In April, the EPA proposed a new asbestos ban. The rule needs to be finalized before it goes into effect, and the EPA has said that it is planning to be done with that process by November 2023. In that time, EPA will consider industry arguments against a ban, including claims that workers face little risk of exposure. The chemical companies have also argued the ban could disrupt the country’s supply of chlorine used to clean drinking water, even though public health advocates say only a small portion of chlorine from asbestos-reliant plants is used for that purpose. Twelve Republican attorneys general have backed the companies and said an asbestos ban would place a “heavy and unreasonable burden” on the industry.

Two key trade associations, the American Chemistry Council and The Chlorine Institute, said in statements this week that they continue to believe asbestos is used safely in the chlorine industry.

Michal Freedoff, the official in charge of chemical regulation at EPA, told ProPublica she could not comment on the final rule-making process but said the agency would not be backing down on the science.

The agency has already extended the original deadlines for evaluating and regulating asbestos. The evaluation was supposed to be complete three years after it started in 2016, and the regulations should have been finalized within two years after that. Lawmakers and public health advocates worry, given the chemical industry’s influence, that there will be even further delays or a new ban will be held up in court. (In response, the EPA pointed out that despite an increased workload, its budget for chemical regulation has remained flat for six years. It also said the Trump administration missed deadlines for nine out of the first 10 chemicals, including asbestos, that were to be regulated under the new 2016 law.)

Organizations like the Environmental Defense Fund are calling for the EPA to expedite its ban, especially given the findings in the ProPublica investigation. The “reporting underscores the need to take action to ban chrysotile asbestos, particularly to protect workers,” said Maria Doa, senior director of chemicals policy at the Environmental Defense Fund. “Given the strong, well-established science on the unreasonable risks posed by chrysotile asbestos, we reiterate our call for EPA to expedite its final decision to ban chrysotile asbestos and to require rapid implementation of the ban.”

Merkley and Bonamici, along with the Asbestos Disease Awareness Organization, are instead pushing Congress to write a ban into law, which would accelerate the process and make it harder for the industry to overturn it in court. The bill would ban all six known types of asbestos, whereas the EPA rule would only ban the one type primarily used in the U.S.
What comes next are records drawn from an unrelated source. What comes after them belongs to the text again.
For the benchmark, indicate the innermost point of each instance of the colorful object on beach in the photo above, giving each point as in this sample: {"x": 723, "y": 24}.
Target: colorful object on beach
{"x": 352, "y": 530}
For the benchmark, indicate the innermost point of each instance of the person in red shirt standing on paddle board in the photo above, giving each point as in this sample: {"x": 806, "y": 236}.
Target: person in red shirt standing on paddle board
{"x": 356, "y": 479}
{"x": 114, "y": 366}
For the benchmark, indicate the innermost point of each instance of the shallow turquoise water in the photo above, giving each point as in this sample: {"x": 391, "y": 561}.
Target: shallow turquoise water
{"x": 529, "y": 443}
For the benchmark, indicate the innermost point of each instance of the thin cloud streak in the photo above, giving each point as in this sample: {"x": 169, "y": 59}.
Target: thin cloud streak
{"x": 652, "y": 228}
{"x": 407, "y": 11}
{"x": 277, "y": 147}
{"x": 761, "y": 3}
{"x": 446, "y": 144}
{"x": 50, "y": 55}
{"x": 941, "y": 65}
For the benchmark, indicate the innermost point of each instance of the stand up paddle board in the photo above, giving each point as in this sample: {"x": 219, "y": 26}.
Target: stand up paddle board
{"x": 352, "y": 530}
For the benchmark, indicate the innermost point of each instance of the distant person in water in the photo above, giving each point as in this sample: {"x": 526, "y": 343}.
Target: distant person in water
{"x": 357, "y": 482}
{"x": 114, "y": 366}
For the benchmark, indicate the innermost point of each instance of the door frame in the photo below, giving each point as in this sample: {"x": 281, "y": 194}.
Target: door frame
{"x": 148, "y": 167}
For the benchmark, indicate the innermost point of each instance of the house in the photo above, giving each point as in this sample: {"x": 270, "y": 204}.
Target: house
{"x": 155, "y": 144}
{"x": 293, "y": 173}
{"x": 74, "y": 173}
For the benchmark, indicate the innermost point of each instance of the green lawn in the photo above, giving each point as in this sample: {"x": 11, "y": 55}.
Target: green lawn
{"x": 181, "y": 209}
ProPublica reached out to Sen. Tom Carper, D-Del., and Rep. Frank Pallone, D-N.J., the chairs of the committees where the bill was filed. Carper said he remains “committed to working with our colleagues on both sides of the aisle, as well as advocates and industry stakeholders” on the proposal. Pallone, however, said he believed the EPA will act on asbestos. “I’m confident the Biden Administration takes this public health threat as seriously as I do, and look forward to continuing to work with them to get asbestos banned once and for all,” he said in a statement. The minority leaders of the committees, Sen. Shelley Moore Capito, R-W.Va., and Rep. Cathy McMorris Rodgers, R-Wash., did not respond to questions or provide comment on the conditions at the Niagara Falls plant.